There are more than half a million Pagans in the U-S, part of an earth-based spiritual movement spanning thousands of years. To some, witchcraft may still mean magic spells and black cats, but Pagan religions are growing, and so is tolerance for their followers. This Samhain I joined members of a Pagan circle to discuss their religion in the most unexpected of places.
LISA VENBRUX: You think you know what it's like to be a pagan? Think again.
JUSTIN FISHER: I spent 3 ½ years in combat arms and served in Bosnia, Kosovo, and Kuwait. I've been shot at, and I've shot, and I've served my country.
LV: Justin Fisher spent five years in the U.S. Army. He describes himself as an eclectic druid. That's one of many kinds of paganism in the us military, including Wicca, Asatru, Druidism, and Goddess Worship. "Eclectic" pagans combine beliefs from various traditions. Irene Grastorf is the lead singer of the Pagan band Revel Moon, and a former marine.
IRENE GRASTOFF (BACKGROUND, SINGING): 'Flag draped coffins in the ground/ and soldiers, sailors ducking rounds/ east and west at last can tell/ who will be first to enter hell.'
LV: Grastorf describes how many people react to religions they don't understand.
IG: Radical and inappropriate and so different and oh my gosh, I think they practice human sacrifices, and gasp.
LV: When Irene Grastorf served in Okinawa four years ago, she experienced some stereotypes first hand.
IG: We had a room inspection and I had a big sign out that said DO NOT TOUCH. So I get back, and there's a note on my door. 'Grastorf, come see me.' Y'know, and it was the gunnie who's in charge of the barracks, and I go downstairs to his office, knock on the door, 'what's up, gunnie?' He's like, 'I touched that red candle, is anything going to happen to me?' This belief that somehow witches do bad things, really is prevalent, especially in the marines.

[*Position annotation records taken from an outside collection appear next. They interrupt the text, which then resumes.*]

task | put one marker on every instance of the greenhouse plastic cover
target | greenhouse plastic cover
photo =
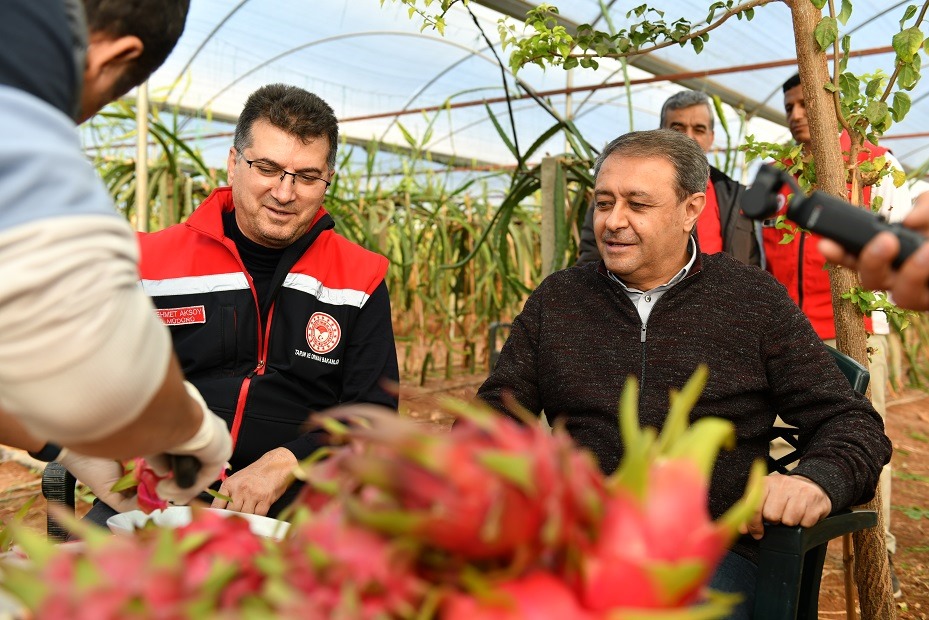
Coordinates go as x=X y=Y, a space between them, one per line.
x=378 y=70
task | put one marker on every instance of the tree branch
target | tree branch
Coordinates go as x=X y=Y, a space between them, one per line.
x=893 y=77
x=751 y=4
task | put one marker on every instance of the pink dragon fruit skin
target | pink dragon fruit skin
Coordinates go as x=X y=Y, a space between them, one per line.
x=148 y=483
x=672 y=527
x=329 y=556
x=483 y=491
x=537 y=596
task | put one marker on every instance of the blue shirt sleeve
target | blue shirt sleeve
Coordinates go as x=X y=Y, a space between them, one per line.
x=43 y=172
x=42 y=47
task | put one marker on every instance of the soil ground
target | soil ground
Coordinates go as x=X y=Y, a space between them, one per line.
x=907 y=426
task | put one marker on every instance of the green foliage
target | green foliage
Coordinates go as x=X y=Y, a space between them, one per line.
x=178 y=178
x=914 y=512
x=430 y=20
x=543 y=42
x=868 y=301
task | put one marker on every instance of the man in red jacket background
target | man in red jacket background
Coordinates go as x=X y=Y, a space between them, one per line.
x=798 y=264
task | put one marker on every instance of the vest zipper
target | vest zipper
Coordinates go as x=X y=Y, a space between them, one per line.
x=800 y=258
x=259 y=369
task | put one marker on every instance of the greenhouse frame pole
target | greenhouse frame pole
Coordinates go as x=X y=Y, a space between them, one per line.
x=141 y=160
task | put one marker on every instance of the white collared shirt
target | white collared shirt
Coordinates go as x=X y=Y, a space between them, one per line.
x=644 y=301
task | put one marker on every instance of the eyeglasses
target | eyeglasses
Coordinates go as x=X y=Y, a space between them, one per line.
x=270 y=171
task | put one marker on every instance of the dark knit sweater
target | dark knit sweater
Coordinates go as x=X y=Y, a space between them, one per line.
x=579 y=337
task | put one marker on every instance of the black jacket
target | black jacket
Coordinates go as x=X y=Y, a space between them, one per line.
x=739 y=238
x=579 y=337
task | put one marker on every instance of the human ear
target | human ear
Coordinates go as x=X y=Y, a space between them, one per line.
x=693 y=207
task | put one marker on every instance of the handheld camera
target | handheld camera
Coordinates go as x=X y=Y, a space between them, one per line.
x=826 y=215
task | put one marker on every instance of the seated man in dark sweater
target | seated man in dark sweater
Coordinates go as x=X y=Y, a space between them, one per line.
x=655 y=308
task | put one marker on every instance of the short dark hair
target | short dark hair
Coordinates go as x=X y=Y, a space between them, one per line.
x=692 y=170
x=157 y=23
x=294 y=110
x=792 y=82
x=682 y=100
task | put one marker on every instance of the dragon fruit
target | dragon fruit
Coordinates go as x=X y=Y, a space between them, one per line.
x=494 y=520
x=346 y=571
x=489 y=489
x=138 y=475
x=536 y=596
x=657 y=545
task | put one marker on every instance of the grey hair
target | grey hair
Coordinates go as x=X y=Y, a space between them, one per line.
x=685 y=99
x=692 y=170
x=296 y=111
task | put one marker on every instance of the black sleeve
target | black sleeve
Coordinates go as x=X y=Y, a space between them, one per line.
x=42 y=50
x=371 y=356
x=846 y=445
x=587 y=251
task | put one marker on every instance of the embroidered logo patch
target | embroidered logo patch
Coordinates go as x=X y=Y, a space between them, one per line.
x=182 y=316
x=323 y=332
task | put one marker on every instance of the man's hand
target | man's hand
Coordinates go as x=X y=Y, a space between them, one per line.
x=211 y=446
x=259 y=485
x=100 y=475
x=790 y=500
x=909 y=286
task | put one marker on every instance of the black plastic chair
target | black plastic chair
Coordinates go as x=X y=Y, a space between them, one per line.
x=790 y=563
x=58 y=488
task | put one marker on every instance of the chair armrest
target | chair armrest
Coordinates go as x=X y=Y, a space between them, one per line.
x=790 y=565
x=786 y=539
x=58 y=488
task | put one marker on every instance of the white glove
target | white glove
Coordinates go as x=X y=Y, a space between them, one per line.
x=100 y=475
x=211 y=446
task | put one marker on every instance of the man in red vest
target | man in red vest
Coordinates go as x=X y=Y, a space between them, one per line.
x=722 y=227
x=798 y=264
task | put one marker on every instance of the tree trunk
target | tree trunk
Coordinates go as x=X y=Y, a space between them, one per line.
x=871 y=569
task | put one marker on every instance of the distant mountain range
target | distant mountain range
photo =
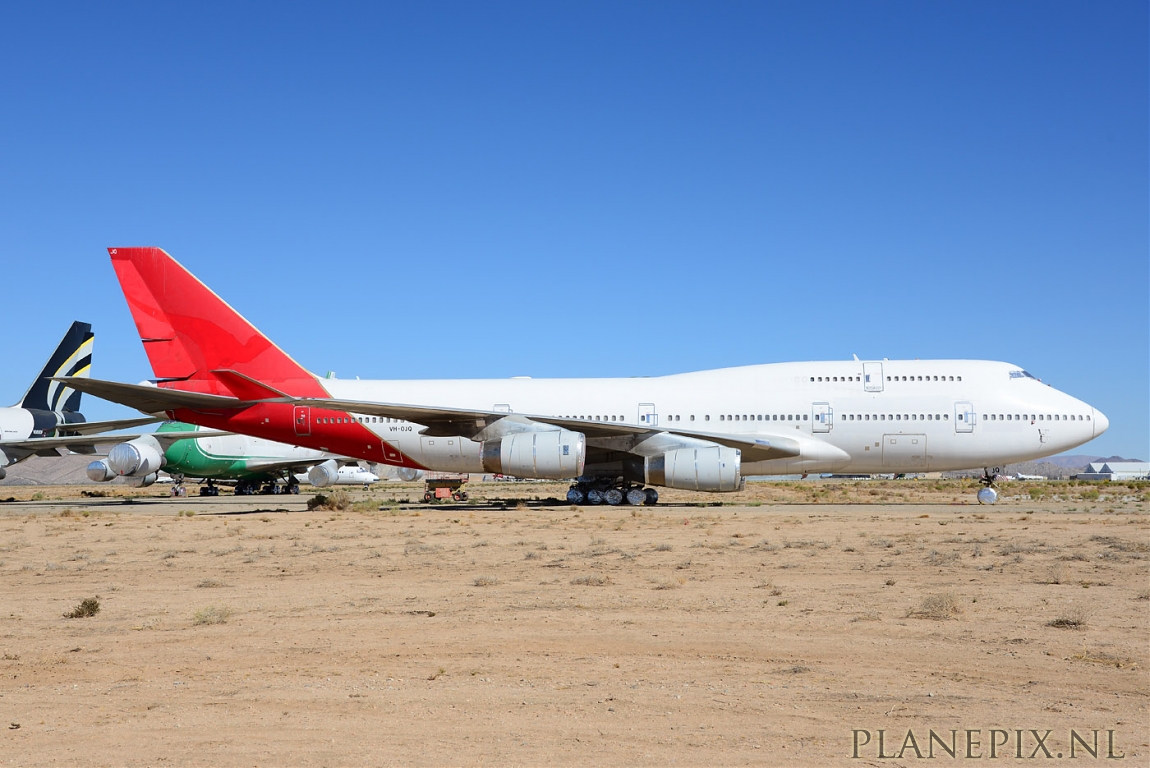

It was very funny. Poor man.
LV: Pagan service members have experienced everything from teasing to violence, and many remain in the broom closet... so to speak. Nobody knows how many pagans there are in the military, but an advocacy group called the Military Pagan Network lists pagan groups on seventeen US military bases.
Richard Hum heads the Armed Forces Chaplain's Board at the Pentagon. That office deals directly with religious matters in the military. He says all faiths have a place in the armed forces:
RICHARD HUM: We do not discriminate against people's religious faiths, even though their faith may be different than the traditional type of faiths that we have in our country today. And we want to treat everyone equally on that. It's part of our constitution and we stand by that.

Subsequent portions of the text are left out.